Key Monitoring Scenarios

The Windows HPC Server 2008 R2 Management Pack includes a number of key monitoring scenarios that are configurable. These monitoring scenarios are enabled with monitors, rules, alerts and tasks to help manage an HPC cluster.

This section contains the following topics:

  • Head node monitoring

  • Job scheduler monitoring

  • Broker node, compute node, and workstation node monitoring

  • Placing monitored objects in maintenance mode

Head node monitoring

The head node is the most important component in an HPC cluster. The head node is responsible for both cluster management and job scheduler functionalities. The “Head Node” folder contains alert, state, and performance views for head node monitoring.

The following table lists the monitoring scenarios for the cluster management service on the head node. The monitoring scenarios for the job scheduler functionalities are discussed separately in Job scheduler monitoring, later in this topic.

Scenario

Monitoring Elements

Cluster metrics monitoring

Important cluster-wide metrics can indicate whether the cluster is in a congested state or not. These metrics include:

  • Cluster CPU usage

  • Cluster disk throughput

  • Cluster network usage

  • Cluster power consumption efficiency

These monitors are disabled by default. To use these monitors, they need to be enabled and their thresholds need to be configured. For more information, see Enabling Performance Threshold Monitors.

Management component monitoring

The health of the management component is tracked by monitoring the registry configuration, services, and events.

Registry configuration

Check the registry settings under SOFTWARE\Microsoft\HPC are correct.

Services

Check whether the following services are running:

  • HPC Basic Profile Web Service (monitoring can be disabled if the HPC Basic Profile is not being used)

  • HPC System Definition Model (SDM) Store Service

  • HPC Management Service

  • HPC MPI Service

  • Windows Deployment Services (WDS) Server service (monitoring can be disabled if WDS is not used on the head node. - for example, when only an enterprise network topology is used for the cluster)

  • HPC Session Service

  • HPC Node Manager Service

  • HPC Diagnostics Service

  • HPC Reporting Service

Events

Monitor events for the HPC Management Service to track operations errors

Node performance

These metrics can indicate whether the node is performing properly. These metrics include:

  • CPU utilization

  • Memory utilization

These monitors are disabled by default. To use these monitors, they need to be enabled and their thresholds need to be configured. For more information, see Enabling Performance Threshold Monitors.

Database monitoring

Check connectivity to the HPC databases (installed either on the head node or on remote servers that are running SQL Server). If the databases are installed on remote servers, the SQL Server Library Management Pack can be imported to provide additional monitoring capabilities.

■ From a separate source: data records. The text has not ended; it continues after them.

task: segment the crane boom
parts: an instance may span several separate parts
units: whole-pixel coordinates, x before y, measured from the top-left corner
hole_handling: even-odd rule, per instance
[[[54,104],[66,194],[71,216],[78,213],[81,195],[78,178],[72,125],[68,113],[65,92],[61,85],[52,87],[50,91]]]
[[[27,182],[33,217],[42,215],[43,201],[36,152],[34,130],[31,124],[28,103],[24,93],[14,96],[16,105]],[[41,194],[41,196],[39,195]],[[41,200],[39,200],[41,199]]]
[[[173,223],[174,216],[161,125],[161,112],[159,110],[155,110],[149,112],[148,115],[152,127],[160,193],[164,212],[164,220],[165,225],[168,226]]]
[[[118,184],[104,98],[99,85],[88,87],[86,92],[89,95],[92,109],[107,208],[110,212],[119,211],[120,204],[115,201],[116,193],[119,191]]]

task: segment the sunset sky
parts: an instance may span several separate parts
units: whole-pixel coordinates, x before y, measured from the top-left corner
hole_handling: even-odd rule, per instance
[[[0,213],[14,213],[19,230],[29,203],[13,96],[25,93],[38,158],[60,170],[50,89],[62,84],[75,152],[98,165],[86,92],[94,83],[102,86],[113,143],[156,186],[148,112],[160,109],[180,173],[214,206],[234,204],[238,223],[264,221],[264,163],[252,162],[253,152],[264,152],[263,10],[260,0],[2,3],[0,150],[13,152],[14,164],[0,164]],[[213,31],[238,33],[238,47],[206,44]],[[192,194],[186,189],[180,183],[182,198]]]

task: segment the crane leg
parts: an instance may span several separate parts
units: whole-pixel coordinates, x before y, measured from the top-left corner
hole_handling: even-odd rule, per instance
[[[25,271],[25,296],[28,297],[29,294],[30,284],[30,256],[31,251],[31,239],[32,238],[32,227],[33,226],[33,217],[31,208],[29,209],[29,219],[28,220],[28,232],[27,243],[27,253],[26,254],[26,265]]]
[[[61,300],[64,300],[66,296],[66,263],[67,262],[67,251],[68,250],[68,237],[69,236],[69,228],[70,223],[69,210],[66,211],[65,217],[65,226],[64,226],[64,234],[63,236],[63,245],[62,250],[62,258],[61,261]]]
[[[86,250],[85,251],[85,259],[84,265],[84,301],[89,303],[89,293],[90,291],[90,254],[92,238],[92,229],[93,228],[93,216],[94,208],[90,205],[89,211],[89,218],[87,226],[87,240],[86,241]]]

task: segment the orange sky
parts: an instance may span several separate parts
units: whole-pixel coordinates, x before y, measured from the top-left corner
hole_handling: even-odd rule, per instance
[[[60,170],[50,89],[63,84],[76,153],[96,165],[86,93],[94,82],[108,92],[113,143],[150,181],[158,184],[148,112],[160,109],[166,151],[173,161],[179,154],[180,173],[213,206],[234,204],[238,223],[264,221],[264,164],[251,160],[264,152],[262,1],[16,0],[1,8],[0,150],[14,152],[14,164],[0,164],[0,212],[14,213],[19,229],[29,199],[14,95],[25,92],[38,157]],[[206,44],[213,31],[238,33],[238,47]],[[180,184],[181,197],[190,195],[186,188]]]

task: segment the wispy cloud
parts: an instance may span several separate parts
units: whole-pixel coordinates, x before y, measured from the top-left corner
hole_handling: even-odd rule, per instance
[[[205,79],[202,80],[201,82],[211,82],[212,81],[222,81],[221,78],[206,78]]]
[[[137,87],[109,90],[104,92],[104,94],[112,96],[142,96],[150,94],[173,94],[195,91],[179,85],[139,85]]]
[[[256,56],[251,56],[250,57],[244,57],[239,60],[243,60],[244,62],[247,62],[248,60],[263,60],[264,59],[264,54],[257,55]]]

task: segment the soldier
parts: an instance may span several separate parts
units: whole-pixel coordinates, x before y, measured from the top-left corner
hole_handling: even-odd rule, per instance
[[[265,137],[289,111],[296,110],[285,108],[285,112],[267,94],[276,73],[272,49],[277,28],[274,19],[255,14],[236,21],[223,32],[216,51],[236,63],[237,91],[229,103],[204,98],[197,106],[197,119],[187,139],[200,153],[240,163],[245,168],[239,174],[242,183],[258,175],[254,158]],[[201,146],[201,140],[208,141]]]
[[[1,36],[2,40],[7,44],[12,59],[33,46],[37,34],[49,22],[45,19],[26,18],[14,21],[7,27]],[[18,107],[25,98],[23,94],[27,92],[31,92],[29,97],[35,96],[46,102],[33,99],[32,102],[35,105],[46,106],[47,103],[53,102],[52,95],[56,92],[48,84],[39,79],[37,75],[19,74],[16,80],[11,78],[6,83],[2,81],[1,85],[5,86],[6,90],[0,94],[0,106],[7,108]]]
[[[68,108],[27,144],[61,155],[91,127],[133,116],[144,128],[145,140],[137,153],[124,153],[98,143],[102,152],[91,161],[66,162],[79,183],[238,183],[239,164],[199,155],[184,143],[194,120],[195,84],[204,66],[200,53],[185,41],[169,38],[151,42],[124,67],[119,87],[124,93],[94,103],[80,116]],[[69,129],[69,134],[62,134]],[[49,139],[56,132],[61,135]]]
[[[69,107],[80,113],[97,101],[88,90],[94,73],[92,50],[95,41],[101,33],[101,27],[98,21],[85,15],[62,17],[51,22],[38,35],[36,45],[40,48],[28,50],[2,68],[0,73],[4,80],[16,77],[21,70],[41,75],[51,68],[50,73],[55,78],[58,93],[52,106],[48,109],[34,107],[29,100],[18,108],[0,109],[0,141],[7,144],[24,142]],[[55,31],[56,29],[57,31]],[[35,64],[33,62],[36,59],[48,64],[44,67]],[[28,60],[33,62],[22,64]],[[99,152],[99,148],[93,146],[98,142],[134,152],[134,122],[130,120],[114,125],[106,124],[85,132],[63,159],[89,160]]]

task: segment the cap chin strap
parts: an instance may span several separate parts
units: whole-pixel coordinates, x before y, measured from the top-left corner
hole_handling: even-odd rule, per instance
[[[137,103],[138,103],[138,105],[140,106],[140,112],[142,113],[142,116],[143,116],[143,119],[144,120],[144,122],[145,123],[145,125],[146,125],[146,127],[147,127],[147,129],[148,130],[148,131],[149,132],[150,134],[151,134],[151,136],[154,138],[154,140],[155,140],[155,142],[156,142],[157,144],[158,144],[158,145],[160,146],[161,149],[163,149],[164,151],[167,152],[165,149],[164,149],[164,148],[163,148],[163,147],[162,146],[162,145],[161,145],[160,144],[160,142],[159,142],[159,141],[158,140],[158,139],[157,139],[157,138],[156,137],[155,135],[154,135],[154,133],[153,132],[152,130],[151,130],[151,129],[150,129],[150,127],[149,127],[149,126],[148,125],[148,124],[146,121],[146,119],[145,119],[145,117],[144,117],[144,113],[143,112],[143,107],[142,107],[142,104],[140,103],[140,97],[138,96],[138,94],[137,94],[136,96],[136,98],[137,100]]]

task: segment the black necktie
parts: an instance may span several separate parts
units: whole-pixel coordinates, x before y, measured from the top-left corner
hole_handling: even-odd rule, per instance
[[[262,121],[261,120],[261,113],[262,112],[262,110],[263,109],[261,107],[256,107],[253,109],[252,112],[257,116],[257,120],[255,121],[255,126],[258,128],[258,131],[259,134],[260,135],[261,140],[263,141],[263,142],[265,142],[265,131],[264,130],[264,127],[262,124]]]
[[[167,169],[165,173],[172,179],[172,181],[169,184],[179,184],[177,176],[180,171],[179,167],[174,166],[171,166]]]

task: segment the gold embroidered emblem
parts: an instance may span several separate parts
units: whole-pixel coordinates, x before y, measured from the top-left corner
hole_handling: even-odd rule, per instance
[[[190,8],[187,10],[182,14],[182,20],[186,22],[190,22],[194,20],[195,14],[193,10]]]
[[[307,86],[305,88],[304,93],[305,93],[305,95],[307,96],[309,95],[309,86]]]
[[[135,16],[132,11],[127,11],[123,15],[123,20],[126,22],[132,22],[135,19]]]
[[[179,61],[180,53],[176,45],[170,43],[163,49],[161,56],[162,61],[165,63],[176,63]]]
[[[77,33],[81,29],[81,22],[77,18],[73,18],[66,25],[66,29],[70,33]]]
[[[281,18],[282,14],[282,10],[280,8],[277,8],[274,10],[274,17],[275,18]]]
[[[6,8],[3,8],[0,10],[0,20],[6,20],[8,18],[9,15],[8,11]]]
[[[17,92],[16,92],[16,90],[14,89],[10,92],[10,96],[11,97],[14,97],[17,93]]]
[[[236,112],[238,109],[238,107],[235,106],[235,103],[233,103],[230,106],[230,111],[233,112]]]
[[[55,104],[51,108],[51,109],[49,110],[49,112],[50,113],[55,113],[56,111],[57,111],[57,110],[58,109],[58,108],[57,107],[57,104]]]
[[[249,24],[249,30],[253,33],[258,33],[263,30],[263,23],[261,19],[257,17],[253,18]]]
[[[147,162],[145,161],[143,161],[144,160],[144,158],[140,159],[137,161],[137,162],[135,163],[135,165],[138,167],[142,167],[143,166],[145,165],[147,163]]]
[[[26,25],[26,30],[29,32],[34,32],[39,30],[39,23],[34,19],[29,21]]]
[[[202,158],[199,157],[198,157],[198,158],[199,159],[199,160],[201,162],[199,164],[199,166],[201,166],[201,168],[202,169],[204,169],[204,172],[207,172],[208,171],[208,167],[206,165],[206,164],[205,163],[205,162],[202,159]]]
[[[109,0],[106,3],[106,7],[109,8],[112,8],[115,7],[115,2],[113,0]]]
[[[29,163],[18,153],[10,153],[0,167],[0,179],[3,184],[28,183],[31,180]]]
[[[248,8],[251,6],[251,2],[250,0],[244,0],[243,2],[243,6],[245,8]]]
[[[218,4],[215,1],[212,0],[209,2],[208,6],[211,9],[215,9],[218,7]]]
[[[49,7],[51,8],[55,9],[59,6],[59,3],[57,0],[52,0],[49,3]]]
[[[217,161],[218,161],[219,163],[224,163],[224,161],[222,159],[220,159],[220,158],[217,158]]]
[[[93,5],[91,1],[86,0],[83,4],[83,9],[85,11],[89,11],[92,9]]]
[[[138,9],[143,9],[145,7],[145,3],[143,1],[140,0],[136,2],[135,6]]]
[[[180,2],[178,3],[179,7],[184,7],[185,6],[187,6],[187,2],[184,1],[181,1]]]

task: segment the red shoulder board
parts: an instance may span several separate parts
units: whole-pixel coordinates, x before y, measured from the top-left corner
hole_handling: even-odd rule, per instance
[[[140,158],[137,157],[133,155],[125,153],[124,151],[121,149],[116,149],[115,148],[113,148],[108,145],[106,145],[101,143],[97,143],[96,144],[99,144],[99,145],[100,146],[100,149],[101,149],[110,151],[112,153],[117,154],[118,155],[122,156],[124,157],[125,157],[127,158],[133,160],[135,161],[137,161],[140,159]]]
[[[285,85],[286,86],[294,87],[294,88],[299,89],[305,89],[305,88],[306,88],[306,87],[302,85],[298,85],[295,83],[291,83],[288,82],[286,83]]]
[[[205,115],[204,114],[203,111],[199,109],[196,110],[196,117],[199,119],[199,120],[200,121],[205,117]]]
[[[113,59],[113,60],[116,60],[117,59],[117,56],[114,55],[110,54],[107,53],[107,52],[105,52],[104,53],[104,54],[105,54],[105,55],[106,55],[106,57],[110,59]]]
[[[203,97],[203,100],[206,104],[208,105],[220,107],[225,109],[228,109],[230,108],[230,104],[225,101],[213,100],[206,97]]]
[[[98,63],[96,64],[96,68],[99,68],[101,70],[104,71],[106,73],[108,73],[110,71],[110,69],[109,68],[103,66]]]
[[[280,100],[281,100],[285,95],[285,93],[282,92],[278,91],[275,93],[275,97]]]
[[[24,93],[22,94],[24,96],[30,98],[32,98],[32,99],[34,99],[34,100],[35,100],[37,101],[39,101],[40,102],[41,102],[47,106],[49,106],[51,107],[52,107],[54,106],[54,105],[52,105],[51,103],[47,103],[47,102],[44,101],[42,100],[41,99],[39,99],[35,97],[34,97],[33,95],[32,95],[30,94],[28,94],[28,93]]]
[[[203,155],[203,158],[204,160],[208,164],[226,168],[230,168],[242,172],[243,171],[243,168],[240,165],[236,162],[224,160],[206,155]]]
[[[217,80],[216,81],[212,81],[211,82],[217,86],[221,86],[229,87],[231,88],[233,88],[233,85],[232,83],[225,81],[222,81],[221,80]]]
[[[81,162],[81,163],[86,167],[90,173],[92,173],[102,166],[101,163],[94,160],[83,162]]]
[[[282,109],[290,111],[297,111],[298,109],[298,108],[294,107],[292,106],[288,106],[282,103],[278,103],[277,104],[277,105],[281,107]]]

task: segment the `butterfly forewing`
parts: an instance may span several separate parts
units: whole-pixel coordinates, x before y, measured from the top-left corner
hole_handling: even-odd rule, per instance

Head node network monitoring

Head node network monitoring contains some basic network configuration and performance monitoring elements:

  • NetworkDirect configuration

  • Network firewall configuration

  • Basic MPI ping-pong test performance (this monitor uses the MPI Ping Pong: Lightweight Throughput diagnostic test in Microsoft HPC Pack 2008 R2)

Job scheduler monitoring

To schedule jobs on the cluster, the HPC Job Scheduler Service and the compute nodes on which the jobs are scheduled need to be healthy. The “Job Scheduler” folder contains alert, state, and performance views for HPC Job Scheduler monitoring.

The following table lists the monitoring scenarios for the job scheduler.

Scenario

Monitoring Elements

Job scheduling monitoring

The following monitors track whether jobs are running smoothly on the cluster:

  • HPC Job Scheduler Service monitor

  • HPC Job Scheduler Service event monitor tracks the number of warning and error events produced by the HPC Job Scheduler Service

  • Failed job proportion monitor tracks the percentage of failed jobs against all completed jobs. (This monitor should be configured for individual cluster usage.)

  • Unreachable node proportion monitor tracks the percentage of nodes in the cluster that can be reached in the cluster. (This monitor should be configured for individual cluster usage.)

  • Daily job queue time monitor tracks the average daily wait time. (This monitor is disabled by default. To use this monitor, it needs to be enabled and its threshold should be configured.)

Submission and activation filter monitoring

The monitors in this category track job submission and activation filter configuration and performance:

  • Submission and activation filters availability

  • Submission and activation filters timeout

Broker node, compute node, and workstation node monitoring

The Windows HPC Server 2008 Management Pack provides basic monitoring capabilities for compute nodes and Windows Communication Foundation (WCF) broker for Windows Communication Foundation (WCF) broker nodes, compute nodes, and workstation nodes in the cluster. The “Broker Node”, Compute Node” and “Workstation Node” folders contain alert, state, and performance views for monitoring these nodes.

The following table lists the monitoring scenarios in this category.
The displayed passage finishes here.